A wheel is rotating with frequency of 500 rpm on a shaft, second identical wheel initially at rest is suddenly coupled on same shaft. The frequency of the resultant combination is

To solve the problem, we need to determine the frequency of the resultant combination when a second identical wheel, initially at rest, is coupled to a rotating wheel. ### Step-by-Step Solution: 1. **Identify the initial conditions**: - The first wheel is rotating at a frequency of \( f_1 = 500 \) rpm. - The second identical wheel is initially at rest, so its frequency \( f_2 = 0 \) rpm. 2. **Understand the concept of coupling**: - When two identical wheels are coupled on the same shaft, they will share the same angular velocity after coupling. - The total angular momentum of the system must be conserved. 3. **Calculate the initial angular momentum**: - The angular momentum \( L \) of a rotating wheel can be expressed as \( L = I \omega \), where \( I \) is the moment of inertia and \( \omega \) is the angular velocity. - For the first wheel, the angular velocity \( \omega_1 \) can be calculated from its frequency: \[ \omega_1 = 2\pi \times \frac{f_1}{60} = 2\pi \times \frac{500}{60} \text{ rad/s} \] 4. **Calculate the moment of inertia**: - Since both wheels are identical, let the moment of inertia of one wheel be \( I \). - The total initial angular momentum of the system is: \[ L_{initial} = I \omega_1 + I \omega_2 = I \omega_1 + 0 = I \omega_1 \] 5. **Determine the final angular momentum**: - After coupling, both wheels will rotate together at a new frequency \( f_f \).
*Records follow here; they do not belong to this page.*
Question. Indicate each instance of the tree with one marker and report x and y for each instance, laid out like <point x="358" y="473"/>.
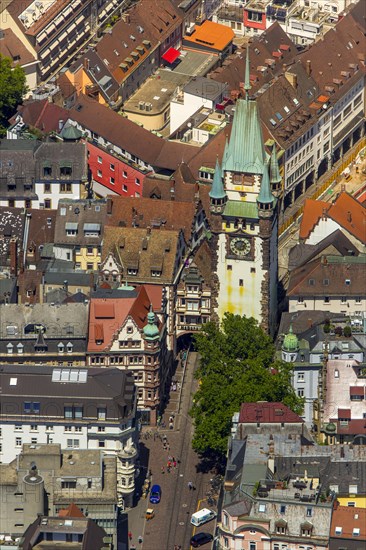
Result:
<point x="12" y="89"/>
<point x="236" y="366"/>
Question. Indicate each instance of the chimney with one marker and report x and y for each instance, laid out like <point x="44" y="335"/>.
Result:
<point x="13" y="251"/>
<point x="291" y="78"/>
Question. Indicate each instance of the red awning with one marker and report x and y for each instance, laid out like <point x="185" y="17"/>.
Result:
<point x="171" y="55"/>
<point x="344" y="414"/>
<point x="357" y="390"/>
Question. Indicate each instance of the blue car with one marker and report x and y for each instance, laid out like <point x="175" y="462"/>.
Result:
<point x="155" y="494"/>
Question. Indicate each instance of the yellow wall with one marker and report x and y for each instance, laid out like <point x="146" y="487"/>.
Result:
<point x="360" y="501"/>
<point x="80" y="80"/>
<point x="84" y="258"/>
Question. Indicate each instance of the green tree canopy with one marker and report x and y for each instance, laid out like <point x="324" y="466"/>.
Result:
<point x="12" y="89"/>
<point x="236" y="366"/>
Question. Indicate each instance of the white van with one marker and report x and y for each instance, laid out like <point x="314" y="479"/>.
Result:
<point x="202" y="516"/>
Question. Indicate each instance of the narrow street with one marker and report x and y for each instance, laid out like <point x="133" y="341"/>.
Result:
<point x="171" y="525"/>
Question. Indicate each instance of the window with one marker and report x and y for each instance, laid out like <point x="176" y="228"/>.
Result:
<point x="65" y="171"/>
<point x="31" y="407"/>
<point x="102" y="413"/>
<point x="69" y="484"/>
<point x="73" y="443"/>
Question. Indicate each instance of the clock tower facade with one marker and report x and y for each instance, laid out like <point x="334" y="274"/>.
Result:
<point x="246" y="245"/>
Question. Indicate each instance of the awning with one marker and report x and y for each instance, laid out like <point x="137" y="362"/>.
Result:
<point x="71" y="226"/>
<point x="171" y="55"/>
<point x="344" y="414"/>
<point x="91" y="226"/>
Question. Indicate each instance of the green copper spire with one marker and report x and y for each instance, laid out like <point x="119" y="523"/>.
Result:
<point x="151" y="331"/>
<point x="217" y="189"/>
<point x="275" y="171"/>
<point x="247" y="85"/>
<point x="291" y="341"/>
<point x="265" y="195"/>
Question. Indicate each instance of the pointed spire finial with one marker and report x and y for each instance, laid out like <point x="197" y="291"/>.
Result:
<point x="247" y="85"/>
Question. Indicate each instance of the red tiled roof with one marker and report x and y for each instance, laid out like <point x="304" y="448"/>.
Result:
<point x="71" y="512"/>
<point x="354" y="427"/>
<point x="344" y="413"/>
<point x="357" y="390"/>
<point x="313" y="211"/>
<point x="348" y="518"/>
<point x="171" y="55"/>
<point x="350" y="214"/>
<point x="267" y="413"/>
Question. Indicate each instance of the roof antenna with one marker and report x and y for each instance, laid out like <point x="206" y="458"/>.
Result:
<point x="247" y="85"/>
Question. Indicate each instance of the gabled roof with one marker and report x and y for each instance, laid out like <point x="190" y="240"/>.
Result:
<point x="143" y="212"/>
<point x="267" y="413"/>
<point x="350" y="214"/>
<point x="313" y="211"/>
<point x="346" y="211"/>
<point x="42" y="115"/>
<point x="72" y="511"/>
<point x="129" y="136"/>
<point x="329" y="276"/>
<point x="106" y="317"/>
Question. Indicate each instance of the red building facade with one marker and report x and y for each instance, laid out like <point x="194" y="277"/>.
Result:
<point x="113" y="175"/>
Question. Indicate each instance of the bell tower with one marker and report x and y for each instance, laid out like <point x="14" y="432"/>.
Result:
<point x="247" y="241"/>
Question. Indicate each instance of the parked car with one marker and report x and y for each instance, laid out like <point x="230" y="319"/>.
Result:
<point x="201" y="538"/>
<point x="155" y="494"/>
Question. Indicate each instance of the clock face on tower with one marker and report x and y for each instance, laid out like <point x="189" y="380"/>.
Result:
<point x="240" y="247"/>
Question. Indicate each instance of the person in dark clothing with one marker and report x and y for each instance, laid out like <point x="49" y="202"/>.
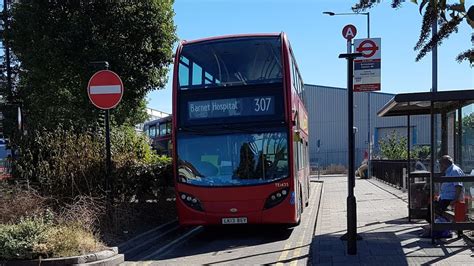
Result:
<point x="450" y="192"/>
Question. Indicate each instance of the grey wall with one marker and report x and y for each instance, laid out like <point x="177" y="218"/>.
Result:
<point x="327" y="111"/>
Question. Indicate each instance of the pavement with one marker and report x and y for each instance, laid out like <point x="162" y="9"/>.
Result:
<point x="382" y="220"/>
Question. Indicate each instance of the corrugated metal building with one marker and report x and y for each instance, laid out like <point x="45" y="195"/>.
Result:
<point x="327" y="111"/>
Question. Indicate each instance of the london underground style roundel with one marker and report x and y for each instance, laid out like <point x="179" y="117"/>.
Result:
<point x="105" y="89"/>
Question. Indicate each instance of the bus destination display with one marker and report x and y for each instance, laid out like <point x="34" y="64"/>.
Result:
<point x="233" y="107"/>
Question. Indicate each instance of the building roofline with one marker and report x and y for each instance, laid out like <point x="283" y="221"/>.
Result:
<point x="344" y="89"/>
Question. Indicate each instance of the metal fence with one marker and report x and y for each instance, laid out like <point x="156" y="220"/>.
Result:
<point x="335" y="157"/>
<point x="5" y="169"/>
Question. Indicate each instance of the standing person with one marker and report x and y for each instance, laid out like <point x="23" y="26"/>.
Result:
<point x="450" y="192"/>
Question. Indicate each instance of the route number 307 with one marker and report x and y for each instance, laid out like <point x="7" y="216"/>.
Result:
<point x="262" y="104"/>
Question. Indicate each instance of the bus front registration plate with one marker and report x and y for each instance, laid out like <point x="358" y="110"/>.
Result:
<point x="237" y="220"/>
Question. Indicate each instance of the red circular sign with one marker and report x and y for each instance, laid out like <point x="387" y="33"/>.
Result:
<point x="105" y="89"/>
<point x="349" y="32"/>
<point x="368" y="48"/>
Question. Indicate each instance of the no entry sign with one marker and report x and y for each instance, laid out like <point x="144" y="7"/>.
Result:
<point x="105" y="89"/>
<point x="349" y="32"/>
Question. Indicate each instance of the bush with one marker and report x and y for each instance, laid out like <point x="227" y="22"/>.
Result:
<point x="394" y="147"/>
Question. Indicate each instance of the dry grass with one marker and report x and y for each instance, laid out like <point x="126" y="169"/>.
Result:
<point x="16" y="203"/>
<point x="70" y="240"/>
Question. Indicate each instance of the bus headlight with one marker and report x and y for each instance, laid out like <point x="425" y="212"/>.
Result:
<point x="276" y="198"/>
<point x="191" y="201"/>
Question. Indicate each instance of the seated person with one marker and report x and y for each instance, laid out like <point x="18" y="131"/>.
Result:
<point x="450" y="192"/>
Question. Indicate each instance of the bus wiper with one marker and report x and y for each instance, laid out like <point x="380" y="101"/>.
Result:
<point x="241" y="129"/>
<point x="193" y="130"/>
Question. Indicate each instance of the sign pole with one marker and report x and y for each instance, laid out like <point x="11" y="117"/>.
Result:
<point x="105" y="90"/>
<point x="351" y="234"/>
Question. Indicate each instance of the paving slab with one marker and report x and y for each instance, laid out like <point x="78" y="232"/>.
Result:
<point x="388" y="238"/>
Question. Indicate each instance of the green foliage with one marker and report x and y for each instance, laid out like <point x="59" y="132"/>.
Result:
<point x="56" y="41"/>
<point x="421" y="152"/>
<point x="65" y="163"/>
<point x="447" y="14"/>
<point x="394" y="147"/>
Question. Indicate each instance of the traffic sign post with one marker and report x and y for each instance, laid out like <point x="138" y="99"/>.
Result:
<point x="105" y="90"/>
<point x="351" y="235"/>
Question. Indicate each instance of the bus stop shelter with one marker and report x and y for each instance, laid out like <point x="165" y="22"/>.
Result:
<point x="452" y="132"/>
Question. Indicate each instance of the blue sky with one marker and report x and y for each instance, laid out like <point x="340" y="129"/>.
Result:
<point x="317" y="40"/>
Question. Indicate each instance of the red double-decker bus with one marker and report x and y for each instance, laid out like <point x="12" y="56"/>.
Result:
<point x="240" y="131"/>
The angular velocity \( \omega_f \) will be: \[ \omega_f = 2\pi \times \frac{f_f}{60} \] - The total moment of inertia after coupling is \( 2I \) (since there are two identical wheels). - The final angular momentum is: \[ L_{final} = 2I \omega_f \] 6. **Apply conservation of angular momentum**: - According to the conservation of angular momentum: \[ L_{initial} = L_{final} \] - Substituting the expressions we have: \[ I \omega_1 = 2I \omega_f \] - We can cancel \( I \) from both sides (assuming \( I \neq 0 \)): \[ \omega_1 = 2 \omega_f \] 7. **Solve for the final angular velocity**: - Rearranging gives: \[ \omega_f = \frac{\omega_1}{2} \] 8. **Convert back to frequency**: - Since \( \omega_f = 2\pi \times \frac{f_f}{60} \), we can substitute: \[ \frac{500 \times 2\pi}{60} = 2 \left(2\pi \times \frac{f_f}{60}\right) \] - Simplifying gives: \[ f_f = \frac{500}{2} = 250 \text{ rpm} \] ### Final Answer: The frequency of the resultant combination after coupling the two wheels is **250 rpm**.